Ehlers-Danlos syndrome (EDS) is a group of heritable disorders characterised by vast clinical heterogeneity ranging from the classic constellation of symptoms including skin hyperextensibility, joint hypermobility and skin fragility to the exceedingly critical consequences of arterial rupture and visceral perforation. We describe the case of a 65-year-old male with a history of classic EDS who reported of dyspnoea on exertion, orthopnoea, fatigue and palpitations.

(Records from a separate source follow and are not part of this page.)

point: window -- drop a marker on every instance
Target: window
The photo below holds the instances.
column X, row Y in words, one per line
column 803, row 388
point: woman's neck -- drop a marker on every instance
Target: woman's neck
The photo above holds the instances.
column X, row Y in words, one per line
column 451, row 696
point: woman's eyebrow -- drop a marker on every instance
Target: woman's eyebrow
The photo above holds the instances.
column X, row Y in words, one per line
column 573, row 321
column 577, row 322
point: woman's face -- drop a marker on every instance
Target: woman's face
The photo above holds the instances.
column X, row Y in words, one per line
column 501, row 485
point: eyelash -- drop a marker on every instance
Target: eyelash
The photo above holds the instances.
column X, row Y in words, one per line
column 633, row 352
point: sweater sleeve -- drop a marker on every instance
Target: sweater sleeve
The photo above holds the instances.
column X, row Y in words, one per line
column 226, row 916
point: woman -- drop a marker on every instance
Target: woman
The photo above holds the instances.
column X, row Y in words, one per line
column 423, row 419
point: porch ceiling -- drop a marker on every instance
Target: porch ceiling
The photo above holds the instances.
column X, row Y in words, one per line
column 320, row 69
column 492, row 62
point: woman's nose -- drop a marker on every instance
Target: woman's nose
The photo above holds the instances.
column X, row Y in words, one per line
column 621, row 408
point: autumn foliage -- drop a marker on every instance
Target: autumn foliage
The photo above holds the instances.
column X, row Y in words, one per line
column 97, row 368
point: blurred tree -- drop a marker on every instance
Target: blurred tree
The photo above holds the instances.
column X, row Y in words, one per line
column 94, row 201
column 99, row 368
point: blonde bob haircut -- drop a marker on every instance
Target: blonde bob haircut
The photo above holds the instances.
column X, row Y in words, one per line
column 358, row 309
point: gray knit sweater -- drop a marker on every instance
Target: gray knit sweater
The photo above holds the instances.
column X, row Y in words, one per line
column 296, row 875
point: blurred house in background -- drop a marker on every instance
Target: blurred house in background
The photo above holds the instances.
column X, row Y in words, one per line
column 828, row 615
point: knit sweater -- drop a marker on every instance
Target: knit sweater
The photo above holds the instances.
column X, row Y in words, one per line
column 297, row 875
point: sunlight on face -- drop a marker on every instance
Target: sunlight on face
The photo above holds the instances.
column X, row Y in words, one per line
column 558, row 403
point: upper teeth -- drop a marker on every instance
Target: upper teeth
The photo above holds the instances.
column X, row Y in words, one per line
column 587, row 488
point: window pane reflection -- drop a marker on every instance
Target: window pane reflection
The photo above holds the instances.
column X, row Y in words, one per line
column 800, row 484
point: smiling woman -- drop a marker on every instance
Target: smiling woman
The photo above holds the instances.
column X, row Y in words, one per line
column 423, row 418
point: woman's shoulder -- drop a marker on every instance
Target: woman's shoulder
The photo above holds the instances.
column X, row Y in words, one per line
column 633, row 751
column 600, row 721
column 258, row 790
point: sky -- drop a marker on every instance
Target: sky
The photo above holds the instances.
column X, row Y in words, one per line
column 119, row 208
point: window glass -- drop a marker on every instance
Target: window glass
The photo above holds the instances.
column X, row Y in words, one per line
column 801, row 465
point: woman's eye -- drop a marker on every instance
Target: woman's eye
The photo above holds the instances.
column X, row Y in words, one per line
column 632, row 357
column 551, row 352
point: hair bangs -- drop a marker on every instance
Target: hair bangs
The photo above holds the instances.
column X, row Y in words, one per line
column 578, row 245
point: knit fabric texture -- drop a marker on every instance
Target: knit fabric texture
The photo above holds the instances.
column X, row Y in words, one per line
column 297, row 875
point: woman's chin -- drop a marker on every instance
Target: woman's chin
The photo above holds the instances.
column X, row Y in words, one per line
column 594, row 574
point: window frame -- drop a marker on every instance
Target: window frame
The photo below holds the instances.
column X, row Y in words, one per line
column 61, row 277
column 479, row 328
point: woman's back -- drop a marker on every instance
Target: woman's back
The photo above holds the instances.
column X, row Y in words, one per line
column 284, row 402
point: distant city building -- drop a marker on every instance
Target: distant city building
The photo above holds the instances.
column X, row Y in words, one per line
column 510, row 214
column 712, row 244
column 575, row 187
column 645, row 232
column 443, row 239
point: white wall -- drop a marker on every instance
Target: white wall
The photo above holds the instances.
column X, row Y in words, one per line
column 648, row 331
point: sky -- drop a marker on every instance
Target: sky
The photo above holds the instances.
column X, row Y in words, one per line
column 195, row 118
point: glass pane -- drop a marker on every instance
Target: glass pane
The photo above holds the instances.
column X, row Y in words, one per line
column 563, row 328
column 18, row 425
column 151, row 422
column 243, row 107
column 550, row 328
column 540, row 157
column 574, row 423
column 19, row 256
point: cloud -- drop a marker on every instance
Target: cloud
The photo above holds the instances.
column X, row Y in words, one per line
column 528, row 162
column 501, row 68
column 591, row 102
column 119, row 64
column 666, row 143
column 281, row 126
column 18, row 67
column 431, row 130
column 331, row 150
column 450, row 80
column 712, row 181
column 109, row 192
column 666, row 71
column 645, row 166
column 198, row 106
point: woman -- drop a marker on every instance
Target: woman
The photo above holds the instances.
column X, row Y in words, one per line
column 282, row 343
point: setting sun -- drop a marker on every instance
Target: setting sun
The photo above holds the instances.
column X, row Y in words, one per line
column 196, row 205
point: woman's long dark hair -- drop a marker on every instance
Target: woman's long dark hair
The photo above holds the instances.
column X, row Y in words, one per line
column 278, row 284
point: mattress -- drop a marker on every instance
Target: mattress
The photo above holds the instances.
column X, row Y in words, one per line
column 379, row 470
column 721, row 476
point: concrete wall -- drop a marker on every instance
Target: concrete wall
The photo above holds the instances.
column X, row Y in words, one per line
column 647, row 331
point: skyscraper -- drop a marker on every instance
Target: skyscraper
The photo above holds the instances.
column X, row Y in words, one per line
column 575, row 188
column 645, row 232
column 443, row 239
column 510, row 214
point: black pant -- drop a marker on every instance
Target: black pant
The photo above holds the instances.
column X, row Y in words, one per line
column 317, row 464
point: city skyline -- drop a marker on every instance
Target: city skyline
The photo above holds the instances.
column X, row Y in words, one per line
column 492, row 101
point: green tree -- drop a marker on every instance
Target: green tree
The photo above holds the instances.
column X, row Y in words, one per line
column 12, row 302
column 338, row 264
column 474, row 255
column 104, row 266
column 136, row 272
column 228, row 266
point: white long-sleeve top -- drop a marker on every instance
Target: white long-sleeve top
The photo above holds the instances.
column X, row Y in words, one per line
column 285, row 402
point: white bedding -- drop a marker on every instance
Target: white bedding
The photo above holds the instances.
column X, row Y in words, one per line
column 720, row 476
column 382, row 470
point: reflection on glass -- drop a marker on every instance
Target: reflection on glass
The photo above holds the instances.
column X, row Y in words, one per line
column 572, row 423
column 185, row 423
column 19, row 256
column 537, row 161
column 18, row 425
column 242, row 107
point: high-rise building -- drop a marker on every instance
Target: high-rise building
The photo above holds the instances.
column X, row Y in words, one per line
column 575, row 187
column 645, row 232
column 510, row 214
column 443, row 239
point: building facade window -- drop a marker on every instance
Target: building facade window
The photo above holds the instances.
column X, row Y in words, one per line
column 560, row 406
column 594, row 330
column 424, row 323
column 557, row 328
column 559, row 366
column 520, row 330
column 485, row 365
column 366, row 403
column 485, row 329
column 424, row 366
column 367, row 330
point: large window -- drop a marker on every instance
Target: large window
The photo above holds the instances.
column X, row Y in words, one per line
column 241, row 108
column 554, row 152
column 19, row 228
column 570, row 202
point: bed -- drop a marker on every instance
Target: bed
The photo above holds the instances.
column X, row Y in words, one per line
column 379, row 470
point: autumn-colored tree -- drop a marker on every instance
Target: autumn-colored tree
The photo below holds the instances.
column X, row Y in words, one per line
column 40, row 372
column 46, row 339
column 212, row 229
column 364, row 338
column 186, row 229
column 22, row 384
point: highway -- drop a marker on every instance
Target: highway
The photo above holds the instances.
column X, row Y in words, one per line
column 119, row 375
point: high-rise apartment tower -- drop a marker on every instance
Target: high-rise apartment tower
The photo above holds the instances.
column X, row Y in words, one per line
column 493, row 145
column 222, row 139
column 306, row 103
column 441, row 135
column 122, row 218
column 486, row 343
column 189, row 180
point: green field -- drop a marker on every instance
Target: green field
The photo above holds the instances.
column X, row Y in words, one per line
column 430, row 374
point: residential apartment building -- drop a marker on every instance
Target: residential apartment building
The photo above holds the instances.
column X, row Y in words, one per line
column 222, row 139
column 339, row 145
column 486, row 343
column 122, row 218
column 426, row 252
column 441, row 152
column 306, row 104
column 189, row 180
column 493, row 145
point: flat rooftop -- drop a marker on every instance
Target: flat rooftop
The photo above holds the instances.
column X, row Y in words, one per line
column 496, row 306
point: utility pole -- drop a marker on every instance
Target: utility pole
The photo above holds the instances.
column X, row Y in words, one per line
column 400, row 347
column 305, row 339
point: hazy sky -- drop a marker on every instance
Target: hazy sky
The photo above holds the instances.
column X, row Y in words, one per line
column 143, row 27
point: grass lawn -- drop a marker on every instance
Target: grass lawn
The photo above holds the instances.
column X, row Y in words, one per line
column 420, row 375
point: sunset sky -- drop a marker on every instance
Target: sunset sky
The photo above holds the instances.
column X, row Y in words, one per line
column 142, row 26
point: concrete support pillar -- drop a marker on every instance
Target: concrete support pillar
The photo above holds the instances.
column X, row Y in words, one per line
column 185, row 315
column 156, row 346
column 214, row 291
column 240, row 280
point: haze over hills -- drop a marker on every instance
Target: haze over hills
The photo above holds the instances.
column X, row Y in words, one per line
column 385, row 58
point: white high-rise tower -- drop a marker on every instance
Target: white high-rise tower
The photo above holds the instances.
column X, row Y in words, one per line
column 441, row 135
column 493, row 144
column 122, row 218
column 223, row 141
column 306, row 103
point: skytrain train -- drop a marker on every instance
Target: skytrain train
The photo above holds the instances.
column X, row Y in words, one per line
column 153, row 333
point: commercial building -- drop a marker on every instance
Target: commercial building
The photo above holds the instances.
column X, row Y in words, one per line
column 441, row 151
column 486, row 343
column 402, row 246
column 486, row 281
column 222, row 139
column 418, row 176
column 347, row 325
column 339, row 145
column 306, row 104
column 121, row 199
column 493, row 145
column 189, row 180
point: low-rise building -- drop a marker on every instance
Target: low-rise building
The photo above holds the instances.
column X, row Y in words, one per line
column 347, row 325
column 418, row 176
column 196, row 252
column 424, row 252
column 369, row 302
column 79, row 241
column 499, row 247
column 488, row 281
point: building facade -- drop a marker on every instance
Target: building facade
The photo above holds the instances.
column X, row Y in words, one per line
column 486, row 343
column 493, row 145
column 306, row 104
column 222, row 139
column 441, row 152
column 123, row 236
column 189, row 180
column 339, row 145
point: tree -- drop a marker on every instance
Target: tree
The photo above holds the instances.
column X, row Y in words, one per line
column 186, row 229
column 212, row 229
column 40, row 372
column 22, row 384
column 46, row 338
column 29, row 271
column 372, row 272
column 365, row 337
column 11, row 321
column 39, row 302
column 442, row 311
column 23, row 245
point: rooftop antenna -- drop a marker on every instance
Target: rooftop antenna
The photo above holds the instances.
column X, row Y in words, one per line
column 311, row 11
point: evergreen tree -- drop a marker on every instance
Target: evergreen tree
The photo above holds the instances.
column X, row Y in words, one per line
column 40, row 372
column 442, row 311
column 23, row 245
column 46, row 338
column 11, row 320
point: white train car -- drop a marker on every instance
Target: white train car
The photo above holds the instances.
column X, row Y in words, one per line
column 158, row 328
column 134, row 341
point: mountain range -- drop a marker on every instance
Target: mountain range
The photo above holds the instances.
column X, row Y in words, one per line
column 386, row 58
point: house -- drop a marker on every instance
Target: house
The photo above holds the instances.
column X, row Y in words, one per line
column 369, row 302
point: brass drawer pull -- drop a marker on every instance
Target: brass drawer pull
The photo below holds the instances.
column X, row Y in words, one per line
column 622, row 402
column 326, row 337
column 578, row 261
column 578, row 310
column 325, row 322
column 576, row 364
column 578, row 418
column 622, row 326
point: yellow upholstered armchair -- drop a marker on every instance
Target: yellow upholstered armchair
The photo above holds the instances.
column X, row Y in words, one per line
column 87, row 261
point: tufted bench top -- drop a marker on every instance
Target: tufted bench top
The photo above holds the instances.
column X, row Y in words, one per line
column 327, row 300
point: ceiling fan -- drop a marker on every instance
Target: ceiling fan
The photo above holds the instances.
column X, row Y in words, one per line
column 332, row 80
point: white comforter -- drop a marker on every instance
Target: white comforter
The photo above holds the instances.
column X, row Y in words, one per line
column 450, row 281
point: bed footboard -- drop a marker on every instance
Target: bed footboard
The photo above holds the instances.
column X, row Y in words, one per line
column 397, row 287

He was found to have dilated cardiomyopathy with an ejection fraction of 35%, aortic root dilation and severe aortic valve regurgitation. The authors intend to draw attention to the rare cardiac manifestations of this condition and the therapeutic challenges involved in managing such patients.

机译：Ehlers-Danlos综合征（EDS）是一类遗传性疾病，其特征是临床上的巨大异质性，范围从经典的症状包括皮肤过度伸展，关节活动过度和皮肤脆弱到动脉破裂和内脏穿孔的极其严重的后果。我们描述了一个65岁男性的案例，该男性具有经典的EDS病史，据报道他在劳累，矫正，疲劳和心方面有呼吸困难。发现他患有射血分数为35％的扩张型心肌病，主动脉根部扩张和严重的主动脉瓣关闭不全。作者打算提请人们注意这种病的罕见心脏表现以及处理此类患者所涉及的治疗挑战。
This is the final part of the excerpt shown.